Alkeus Pharmaceuticals has announced positive interim data from its TEASE-3 study, demonstrating that oral gildeuretinol acetate prevented disease progression in early-stage Stargardt disease patients. The study, an open-label trial, showed that patients treated with the drug maintained stable visual acuity over multiple years. These findings, presented at the J.P. Morgan Healthcare Conference, suggest that gildeuretinol could potentially transform the treatment of this rare and progressive condition that leads to irreversible blindness.
Michel Dahan, President and CEO of Alkeus Pharmaceuticals, stated, "These dramatic results showing preservation of vision in early-stage patients highlight the potential of gildeuretinol to prevent children diagnosed with Stargardt disease from progressing to severe vision loss when therapy is started early." The company plans to submit a New Drug Application (NDA) to the U.S. Food and Drug Administration (FDA) for gildeuretinol as a treatment for Stargardt disease as early as possible in 2025.
TEASE-3 Study Details
The TEASE-3 study enrolled patients with early signs of Stargardt disease visible on retinal imaging but who had not yet experienced symptoms of vision loss.
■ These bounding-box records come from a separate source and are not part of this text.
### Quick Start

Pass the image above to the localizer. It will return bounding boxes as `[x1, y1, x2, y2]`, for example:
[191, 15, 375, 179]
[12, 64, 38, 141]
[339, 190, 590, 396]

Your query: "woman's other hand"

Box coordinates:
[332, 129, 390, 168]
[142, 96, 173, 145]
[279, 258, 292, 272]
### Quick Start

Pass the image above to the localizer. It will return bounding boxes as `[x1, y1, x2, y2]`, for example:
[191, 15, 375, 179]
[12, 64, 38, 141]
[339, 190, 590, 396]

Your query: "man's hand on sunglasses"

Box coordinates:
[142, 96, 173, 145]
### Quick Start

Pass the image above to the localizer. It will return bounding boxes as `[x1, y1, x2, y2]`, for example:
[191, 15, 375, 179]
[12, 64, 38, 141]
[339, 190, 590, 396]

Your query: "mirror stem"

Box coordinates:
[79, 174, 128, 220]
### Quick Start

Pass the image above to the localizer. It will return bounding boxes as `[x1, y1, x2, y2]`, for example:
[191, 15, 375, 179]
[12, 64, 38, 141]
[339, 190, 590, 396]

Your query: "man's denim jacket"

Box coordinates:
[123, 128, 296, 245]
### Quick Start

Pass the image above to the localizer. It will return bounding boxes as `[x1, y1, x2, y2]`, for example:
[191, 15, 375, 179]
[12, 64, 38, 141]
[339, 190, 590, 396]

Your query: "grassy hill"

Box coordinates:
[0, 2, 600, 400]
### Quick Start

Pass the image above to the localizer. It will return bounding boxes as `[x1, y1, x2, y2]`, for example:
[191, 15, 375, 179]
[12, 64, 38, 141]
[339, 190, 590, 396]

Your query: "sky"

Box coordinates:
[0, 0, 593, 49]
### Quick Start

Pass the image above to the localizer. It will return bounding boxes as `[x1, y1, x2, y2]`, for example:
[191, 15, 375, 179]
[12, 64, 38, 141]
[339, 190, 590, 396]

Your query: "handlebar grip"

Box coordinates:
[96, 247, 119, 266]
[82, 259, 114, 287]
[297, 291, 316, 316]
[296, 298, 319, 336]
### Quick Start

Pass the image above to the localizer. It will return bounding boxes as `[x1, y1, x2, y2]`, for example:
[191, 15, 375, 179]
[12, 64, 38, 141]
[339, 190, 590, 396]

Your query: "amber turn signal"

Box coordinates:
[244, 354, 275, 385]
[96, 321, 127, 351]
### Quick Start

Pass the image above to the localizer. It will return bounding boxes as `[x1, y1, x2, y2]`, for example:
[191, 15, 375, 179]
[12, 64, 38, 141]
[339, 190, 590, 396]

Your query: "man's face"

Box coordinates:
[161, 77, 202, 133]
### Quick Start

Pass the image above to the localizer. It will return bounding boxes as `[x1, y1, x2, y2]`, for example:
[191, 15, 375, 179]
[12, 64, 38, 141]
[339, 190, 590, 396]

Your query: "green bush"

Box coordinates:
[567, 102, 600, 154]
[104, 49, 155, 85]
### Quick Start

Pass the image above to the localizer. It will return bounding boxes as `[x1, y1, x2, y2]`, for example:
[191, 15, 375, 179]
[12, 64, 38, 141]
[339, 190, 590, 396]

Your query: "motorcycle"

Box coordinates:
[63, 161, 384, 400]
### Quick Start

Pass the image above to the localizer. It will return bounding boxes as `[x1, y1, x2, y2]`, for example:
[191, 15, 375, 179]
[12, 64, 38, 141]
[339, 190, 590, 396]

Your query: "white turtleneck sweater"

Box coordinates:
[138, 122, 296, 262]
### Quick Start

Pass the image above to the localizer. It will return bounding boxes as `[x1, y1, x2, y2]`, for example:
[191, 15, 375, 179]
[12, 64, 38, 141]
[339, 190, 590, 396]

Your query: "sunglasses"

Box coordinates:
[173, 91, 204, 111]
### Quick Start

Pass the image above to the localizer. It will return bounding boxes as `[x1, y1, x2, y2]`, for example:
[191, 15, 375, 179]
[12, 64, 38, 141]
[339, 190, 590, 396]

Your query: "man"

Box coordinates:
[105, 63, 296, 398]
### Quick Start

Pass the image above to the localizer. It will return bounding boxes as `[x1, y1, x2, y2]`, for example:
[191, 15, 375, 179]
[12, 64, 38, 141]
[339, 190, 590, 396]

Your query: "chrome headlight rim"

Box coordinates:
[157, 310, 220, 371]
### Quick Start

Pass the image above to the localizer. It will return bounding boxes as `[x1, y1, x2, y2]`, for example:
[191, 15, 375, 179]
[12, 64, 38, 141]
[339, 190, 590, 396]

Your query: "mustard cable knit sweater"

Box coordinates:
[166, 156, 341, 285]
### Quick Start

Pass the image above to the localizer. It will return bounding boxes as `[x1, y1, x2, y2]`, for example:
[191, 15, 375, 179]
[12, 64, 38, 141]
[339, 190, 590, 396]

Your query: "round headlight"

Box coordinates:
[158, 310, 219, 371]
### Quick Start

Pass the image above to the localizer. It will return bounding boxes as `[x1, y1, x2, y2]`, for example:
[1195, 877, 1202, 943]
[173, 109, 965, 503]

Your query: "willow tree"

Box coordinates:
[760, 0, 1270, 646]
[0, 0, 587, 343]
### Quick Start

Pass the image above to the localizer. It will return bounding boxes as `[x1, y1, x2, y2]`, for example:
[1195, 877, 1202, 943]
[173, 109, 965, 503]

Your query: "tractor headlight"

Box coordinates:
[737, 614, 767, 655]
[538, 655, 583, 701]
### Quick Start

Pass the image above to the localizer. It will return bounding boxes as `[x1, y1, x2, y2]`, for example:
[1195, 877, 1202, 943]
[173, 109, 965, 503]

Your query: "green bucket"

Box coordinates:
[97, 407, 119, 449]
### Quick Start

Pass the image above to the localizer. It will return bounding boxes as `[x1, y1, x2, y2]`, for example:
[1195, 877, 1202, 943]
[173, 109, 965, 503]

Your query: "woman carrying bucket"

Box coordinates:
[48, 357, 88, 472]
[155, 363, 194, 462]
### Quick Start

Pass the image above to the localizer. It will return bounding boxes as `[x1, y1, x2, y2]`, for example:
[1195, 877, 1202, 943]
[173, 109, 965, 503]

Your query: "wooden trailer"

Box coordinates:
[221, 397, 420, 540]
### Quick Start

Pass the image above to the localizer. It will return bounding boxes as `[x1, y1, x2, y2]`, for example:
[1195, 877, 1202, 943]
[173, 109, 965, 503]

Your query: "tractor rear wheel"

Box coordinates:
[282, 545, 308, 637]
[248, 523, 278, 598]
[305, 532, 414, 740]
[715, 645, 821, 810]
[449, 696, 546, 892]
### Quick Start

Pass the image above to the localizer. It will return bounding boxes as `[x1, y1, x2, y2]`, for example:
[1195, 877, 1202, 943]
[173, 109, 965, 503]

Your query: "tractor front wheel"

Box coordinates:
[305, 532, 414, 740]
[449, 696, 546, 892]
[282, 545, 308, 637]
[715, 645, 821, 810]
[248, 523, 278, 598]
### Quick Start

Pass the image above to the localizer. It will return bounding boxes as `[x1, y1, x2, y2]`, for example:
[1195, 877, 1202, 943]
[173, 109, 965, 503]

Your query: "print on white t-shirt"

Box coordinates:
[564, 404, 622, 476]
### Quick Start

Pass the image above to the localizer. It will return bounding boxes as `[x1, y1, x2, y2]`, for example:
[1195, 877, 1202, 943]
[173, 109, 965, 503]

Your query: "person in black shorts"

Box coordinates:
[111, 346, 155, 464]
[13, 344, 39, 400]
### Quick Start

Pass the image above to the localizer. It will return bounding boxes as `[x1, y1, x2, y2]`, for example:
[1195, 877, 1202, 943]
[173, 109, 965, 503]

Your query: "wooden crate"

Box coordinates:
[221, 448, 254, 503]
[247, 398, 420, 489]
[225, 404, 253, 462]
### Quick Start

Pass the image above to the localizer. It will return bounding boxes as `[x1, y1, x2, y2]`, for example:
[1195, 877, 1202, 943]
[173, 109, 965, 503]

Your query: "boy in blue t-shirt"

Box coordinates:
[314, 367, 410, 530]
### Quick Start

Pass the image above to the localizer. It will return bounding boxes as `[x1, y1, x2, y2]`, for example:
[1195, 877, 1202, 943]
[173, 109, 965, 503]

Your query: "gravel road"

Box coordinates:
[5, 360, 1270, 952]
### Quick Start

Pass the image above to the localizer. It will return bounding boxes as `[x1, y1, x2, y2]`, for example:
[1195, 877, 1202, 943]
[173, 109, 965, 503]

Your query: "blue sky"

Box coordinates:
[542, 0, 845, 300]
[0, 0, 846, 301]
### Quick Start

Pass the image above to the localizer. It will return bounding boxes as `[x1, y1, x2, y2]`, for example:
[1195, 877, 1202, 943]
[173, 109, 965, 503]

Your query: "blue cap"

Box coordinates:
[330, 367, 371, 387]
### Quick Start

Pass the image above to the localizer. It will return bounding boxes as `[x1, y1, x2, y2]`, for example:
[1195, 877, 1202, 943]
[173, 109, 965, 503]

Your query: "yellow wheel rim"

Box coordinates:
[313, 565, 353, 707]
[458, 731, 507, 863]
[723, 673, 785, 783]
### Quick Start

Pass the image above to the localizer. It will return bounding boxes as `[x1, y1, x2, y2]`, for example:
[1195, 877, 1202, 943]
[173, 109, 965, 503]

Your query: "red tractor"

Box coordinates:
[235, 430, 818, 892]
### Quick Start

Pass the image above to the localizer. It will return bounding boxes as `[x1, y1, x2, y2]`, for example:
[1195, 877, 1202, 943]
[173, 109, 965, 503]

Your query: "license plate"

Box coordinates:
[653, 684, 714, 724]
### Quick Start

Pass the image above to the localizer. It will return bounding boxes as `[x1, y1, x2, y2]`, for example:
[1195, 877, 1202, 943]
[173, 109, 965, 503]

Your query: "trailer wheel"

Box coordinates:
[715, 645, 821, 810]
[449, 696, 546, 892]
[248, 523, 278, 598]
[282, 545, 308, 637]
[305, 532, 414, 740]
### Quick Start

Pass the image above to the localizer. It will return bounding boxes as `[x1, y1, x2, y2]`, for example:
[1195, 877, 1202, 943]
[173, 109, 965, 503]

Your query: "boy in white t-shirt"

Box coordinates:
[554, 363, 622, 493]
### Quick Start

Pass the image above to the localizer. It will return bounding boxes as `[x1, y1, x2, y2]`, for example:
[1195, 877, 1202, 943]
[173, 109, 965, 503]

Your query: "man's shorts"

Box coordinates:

The primary endpoint was a measure of disease progression after the first two years of treatment, assessed using fundus autofluorescence (FAF) imaging and other outcome measures. Following the initial two-year treatment, patients could continue to receive gildeuretinol as part of an extension study. To date, TEASE-3 has enrolled a total of seven patients.
Seemi Khan, MD, MBA, Chief Medical Officer at Alkeus Pharmaceuticals, noted, "Two additional patients have completed 24 months of treatment in the TEASE-3 study, and the results demonstrated that once-daily oral gildeuretinol prevented progression and vision remained stable with a consistent, well-tolerated safety profile." Furthermore, the initial three participants who completed the study and remained on treatment for multiple years have continued to show no progression, with the longest duration of therapy to date being more than seven years.
Stargardt Disease and Gildeuretinol Mechanism
Stargardt disease affects an estimated 30,000 people in the U.S. and is characterized by a defect in the ABCA4 protein, leading to the accumulation of toxic vitamin A dimers that damage the retina. Currently, there is no FDA-approved treatment for the condition.
Gildeuretinol acetate (ALK-001) is a new chemical entity designed to reduce the dimerization of vitamin A without modulating the visual cycle. Preclinical studies have shown that gildeuretinol decreases vitamin A dimerization down to the normal rate and prevents retinal degeneration and loss of visual function in animal models of Stargardt disease. In a randomized, placebo-controlled, double-masked clinical trial of gildeuretinol in late-stage Stargardt patients (TEASE-1), the drug demonstrated a clinically and statistically significant slowing of the growth of retinal lesions over two years of treatment (p<0.001).
Broader TEASE Program
The TEASE program encompasses four independent clinical studies of oral gildeuretinol (ALK-001) in Stargardt disease: TEASE-1, TEASE-2, TEASE-3, and TEASE-4. The TEASE-1 study, a randomized, double-masked, placebo-controlled trial in 50 patients, met its prespecified primary efficacy endpoint, showing a 21.6% reduction in the growth rate of retinal atrophic lesions area (square root) and a 29.5% reduction for untransformed areas of retinal atrophic lesions against untreated patients. Gildeuretinol was well-tolerated in this study. The TEASE-2 trial is an ongoing, fully enrolled, randomized, double-masked, placebo-controlled trial in 80 patients with moderate Stargardt disease, with topline data expected in 2025. TEASE-4 is an open-label extension study.
With Breakthrough Therapy, Rare Pediatric Disease, Fast Track, and Orphan Drug designations for Stargardt disease from the FDA, gildeuretinol represents a promising therapeutic option for this debilitating condition.